Around 70% of those affected are initially diagnosed at an early stage of the tumor. If the urinary bladder muscles are not yet affected at this stage, patients receive radiotherapy and/or chemotherapy as an alternative to a simple or radical cystectomy.

The following clinical pictures speak in favor of radical bladder removal:

  • Muscle-invasive carcinoma of the bladder: the tumor has already penetrated the muscle layer of the bladder wall and possibly surrounding tissue, but not yet more distant tissue.
  • Superficial bladder carcinoma with an aggressive growth tendency: A non-muscle-invasive bladder cancer that nevertheless exhibits rapid and uncontrollable growth.
  • Minimally invasive, difficult-to-access, superficial bladder carcinomas: These superficial bladder carcinomas are carcinomas that cannot be controlled even with a transurethral resection (endoscopic resection via the urethra, also known as TURB).
  • As a palliative measure: If an inoperable bladder carcinoma leads to increased pain, bleeding and other symptoms that restrict the quality of life, a radical cystectomy is also advisable.
  • Non-existent bladder capacity: Bladder shrinkage can severely restrict bladder capacity. This results in constant urge incontinence, which greatly reduces the quality of life of those affected.

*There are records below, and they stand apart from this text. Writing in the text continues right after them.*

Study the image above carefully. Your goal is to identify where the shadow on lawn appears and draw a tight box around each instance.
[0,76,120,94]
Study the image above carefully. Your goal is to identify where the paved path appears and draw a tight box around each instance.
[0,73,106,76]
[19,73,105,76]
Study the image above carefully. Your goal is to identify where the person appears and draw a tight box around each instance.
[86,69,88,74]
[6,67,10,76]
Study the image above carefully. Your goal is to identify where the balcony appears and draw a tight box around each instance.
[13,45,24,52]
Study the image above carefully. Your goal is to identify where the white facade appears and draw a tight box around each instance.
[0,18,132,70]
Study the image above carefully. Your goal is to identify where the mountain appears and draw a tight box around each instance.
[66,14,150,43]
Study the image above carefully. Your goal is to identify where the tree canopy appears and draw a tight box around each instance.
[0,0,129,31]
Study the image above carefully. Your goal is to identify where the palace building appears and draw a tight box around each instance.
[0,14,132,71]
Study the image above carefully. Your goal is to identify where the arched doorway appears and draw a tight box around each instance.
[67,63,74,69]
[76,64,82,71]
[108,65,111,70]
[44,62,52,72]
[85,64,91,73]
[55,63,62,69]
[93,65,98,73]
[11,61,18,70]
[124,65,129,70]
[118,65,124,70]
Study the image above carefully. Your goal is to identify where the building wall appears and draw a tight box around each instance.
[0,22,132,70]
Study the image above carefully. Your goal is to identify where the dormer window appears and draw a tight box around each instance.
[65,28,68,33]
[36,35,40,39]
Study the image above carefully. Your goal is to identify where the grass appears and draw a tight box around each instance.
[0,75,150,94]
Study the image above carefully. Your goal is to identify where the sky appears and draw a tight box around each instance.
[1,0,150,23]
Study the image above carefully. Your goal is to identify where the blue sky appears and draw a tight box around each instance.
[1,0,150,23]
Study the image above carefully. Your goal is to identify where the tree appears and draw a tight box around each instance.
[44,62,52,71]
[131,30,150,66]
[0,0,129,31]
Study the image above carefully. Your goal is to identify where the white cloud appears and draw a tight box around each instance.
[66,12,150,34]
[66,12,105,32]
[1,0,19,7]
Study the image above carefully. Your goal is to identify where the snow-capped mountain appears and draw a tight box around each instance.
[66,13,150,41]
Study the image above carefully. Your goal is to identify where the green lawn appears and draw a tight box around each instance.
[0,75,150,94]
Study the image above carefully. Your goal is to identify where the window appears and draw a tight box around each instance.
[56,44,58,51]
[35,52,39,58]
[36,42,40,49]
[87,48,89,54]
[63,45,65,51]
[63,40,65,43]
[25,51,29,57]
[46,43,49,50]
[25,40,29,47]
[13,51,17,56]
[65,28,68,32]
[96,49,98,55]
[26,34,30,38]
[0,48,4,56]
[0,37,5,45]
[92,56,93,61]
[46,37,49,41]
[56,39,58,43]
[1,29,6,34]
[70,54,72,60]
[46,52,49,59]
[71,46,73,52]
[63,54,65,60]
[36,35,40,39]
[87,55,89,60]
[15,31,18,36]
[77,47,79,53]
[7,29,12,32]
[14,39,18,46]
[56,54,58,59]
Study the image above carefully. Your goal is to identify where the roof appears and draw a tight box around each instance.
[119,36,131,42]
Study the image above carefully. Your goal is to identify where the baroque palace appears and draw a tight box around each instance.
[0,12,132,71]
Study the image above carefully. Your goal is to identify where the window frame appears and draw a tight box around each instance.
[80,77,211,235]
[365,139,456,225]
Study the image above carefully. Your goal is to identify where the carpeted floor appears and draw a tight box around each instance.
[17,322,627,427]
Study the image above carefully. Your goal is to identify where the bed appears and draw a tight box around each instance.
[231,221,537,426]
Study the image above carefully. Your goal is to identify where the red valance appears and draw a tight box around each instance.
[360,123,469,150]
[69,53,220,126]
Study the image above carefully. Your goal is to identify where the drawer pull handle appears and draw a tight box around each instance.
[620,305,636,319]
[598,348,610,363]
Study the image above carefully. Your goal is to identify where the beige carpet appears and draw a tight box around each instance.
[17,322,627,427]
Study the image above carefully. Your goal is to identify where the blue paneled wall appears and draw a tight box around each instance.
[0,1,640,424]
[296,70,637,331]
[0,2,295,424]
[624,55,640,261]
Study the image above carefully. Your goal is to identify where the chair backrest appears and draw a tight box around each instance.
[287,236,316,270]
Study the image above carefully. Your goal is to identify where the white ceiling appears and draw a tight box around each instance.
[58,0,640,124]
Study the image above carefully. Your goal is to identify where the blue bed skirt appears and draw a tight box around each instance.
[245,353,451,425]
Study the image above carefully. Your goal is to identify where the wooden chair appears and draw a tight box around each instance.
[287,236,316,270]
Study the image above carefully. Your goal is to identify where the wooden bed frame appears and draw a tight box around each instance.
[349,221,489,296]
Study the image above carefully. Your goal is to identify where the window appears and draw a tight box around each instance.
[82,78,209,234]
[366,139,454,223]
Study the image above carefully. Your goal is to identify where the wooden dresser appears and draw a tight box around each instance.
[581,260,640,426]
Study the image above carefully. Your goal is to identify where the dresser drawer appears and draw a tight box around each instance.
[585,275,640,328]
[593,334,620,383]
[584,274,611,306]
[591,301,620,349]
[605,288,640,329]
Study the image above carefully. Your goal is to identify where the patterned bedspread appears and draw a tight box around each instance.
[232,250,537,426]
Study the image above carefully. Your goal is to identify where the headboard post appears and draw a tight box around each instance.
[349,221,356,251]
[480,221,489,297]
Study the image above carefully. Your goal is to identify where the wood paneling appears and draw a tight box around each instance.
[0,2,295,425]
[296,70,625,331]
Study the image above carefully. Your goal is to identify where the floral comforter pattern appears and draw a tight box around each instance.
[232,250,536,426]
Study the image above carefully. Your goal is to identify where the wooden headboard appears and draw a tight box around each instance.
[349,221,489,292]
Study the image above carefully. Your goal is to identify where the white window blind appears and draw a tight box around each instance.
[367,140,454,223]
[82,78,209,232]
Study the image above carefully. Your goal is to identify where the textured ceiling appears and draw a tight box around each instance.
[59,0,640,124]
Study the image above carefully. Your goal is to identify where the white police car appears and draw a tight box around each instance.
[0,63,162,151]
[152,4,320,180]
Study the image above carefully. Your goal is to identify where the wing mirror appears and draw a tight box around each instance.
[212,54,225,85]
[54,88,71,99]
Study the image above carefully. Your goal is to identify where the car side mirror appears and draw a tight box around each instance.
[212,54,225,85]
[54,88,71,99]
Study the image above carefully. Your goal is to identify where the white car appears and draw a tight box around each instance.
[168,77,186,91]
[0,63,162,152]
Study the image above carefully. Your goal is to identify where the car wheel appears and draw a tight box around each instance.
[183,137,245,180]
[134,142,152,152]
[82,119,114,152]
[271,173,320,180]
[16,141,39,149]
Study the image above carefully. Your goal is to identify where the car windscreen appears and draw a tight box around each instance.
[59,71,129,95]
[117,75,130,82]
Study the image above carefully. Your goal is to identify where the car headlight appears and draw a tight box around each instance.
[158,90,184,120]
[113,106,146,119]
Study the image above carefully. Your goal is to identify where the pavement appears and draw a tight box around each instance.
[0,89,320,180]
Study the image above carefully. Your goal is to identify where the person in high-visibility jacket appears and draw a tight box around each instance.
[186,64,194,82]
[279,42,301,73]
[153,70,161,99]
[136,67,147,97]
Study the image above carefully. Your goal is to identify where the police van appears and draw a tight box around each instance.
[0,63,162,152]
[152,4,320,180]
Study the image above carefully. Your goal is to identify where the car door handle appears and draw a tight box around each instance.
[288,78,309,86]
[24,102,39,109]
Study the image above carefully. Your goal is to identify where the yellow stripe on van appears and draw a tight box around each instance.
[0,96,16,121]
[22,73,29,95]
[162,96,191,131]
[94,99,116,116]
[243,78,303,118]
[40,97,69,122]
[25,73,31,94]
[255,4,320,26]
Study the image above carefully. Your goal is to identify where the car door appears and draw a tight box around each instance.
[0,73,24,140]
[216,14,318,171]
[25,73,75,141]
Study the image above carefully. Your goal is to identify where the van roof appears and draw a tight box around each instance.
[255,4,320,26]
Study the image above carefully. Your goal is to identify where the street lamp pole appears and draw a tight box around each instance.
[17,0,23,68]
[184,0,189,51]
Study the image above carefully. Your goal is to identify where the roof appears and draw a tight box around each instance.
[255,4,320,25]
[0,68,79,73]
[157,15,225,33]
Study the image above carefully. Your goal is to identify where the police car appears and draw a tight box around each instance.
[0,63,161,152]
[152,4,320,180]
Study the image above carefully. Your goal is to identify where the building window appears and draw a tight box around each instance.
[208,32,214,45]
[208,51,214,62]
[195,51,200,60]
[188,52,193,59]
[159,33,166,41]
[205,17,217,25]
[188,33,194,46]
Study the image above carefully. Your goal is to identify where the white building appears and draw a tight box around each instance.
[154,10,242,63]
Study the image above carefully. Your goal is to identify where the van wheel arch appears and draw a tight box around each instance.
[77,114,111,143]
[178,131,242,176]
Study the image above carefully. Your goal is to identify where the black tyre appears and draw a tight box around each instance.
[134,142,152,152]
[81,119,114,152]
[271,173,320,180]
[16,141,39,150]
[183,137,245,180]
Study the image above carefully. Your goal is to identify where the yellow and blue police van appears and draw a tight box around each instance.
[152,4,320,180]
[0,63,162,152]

Procedure of a radical cystectomy with the daVinci

As an alternative to the conventional surgical method, a minimally invasive surgical technique using the daVinci may also be an option. In this laparoscopic method (using a laparoscopy), surgical devices including a video camera are inserted through the abdominal wall using tiny incisions in the skin.

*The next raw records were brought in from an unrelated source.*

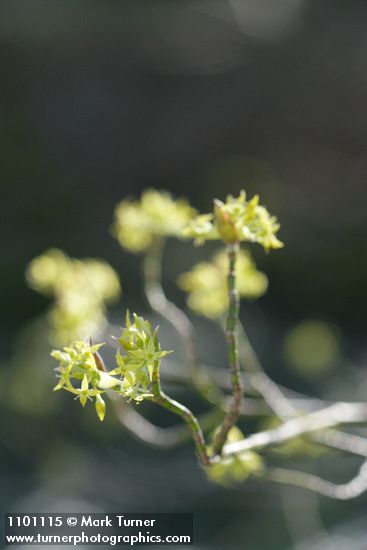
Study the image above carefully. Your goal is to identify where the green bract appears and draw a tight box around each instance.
[182,191,283,250]
[113,189,196,252]
[206,451,264,486]
[51,341,121,420]
[116,312,171,401]
[177,250,268,318]
[26,249,121,344]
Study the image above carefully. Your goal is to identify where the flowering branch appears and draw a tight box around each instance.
[213,244,244,454]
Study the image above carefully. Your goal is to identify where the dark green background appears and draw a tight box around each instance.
[0,0,367,550]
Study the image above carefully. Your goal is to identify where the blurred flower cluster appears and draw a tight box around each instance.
[183,191,283,250]
[26,249,121,344]
[51,341,121,420]
[113,189,196,253]
[177,250,268,318]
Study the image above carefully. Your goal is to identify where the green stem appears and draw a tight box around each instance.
[214,244,244,454]
[143,237,222,405]
[152,362,211,466]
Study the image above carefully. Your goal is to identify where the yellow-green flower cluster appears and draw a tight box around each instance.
[182,191,283,250]
[116,312,170,402]
[113,189,196,253]
[51,312,170,420]
[206,451,263,486]
[26,249,121,344]
[177,250,268,319]
[51,341,121,421]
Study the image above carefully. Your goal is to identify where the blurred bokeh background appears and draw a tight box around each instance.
[0,0,367,550]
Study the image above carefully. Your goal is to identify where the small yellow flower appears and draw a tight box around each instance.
[51,341,122,421]
[182,191,283,250]
[113,189,196,253]
[177,250,268,318]
[26,249,121,344]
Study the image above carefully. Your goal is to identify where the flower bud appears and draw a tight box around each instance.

This robot-guided, minimally invasive bladder removal is considered a major challenge with a high degree of difficulty. Nevertheless, the advantages of this method outweigh those of open abdominal surgery:

  • Blood loss is significantly less,
  • the healing of the surgical wounds is much faster and there are fewer complications.
  • complications occur less frequently.
  • In addition, the aesthetic advantages of this method are literally obvious, as it only results in minimal scarring.

Artificial urinary diversion

Depending on the findings and the course of the operation, another form of artificial urinary diversion may be considered after a radical cystectomy. Of course, the patient's wishes or dislikes with regard to certain forms of ur inary diversion are also taken into account.

There are 3 options for the artificial drainage of urine:

  1. Wet or incontinent urinary diversion: with this method, the urine flows from the abdominal cavity directly into a bag, which cannot be seen by those around you. This form of urinary diversion is particularly advisable if the disease has already severely impaired the patient's general condition.
  2. Dry urinary diversion: If the ureters are intact, the patient's general condition is good and the bowel is healthy, the surgeon removes part of the small intestine, sometimes also a piece of the large intestine, and constructs a replacement bladder, the "neobladder".

    - Preoperative patient training.
  3. Dry urinary diversion via the skin: In cutaneous urinary diversion (via the skin), the surgeon also constructs a urine reservoir in the abdomen from parts of the intestine. This urinary reservoir, known as a pouch, extends to the area around the navel, where there is a kind of valve for draining the urine. If the pouch fills up and presses on your artificial outlet, you can empty the pouch with a disposable catheter. This type of "abdominal urinary bladder" is called a continent or dry urostomy, as you can control the emptying yourself.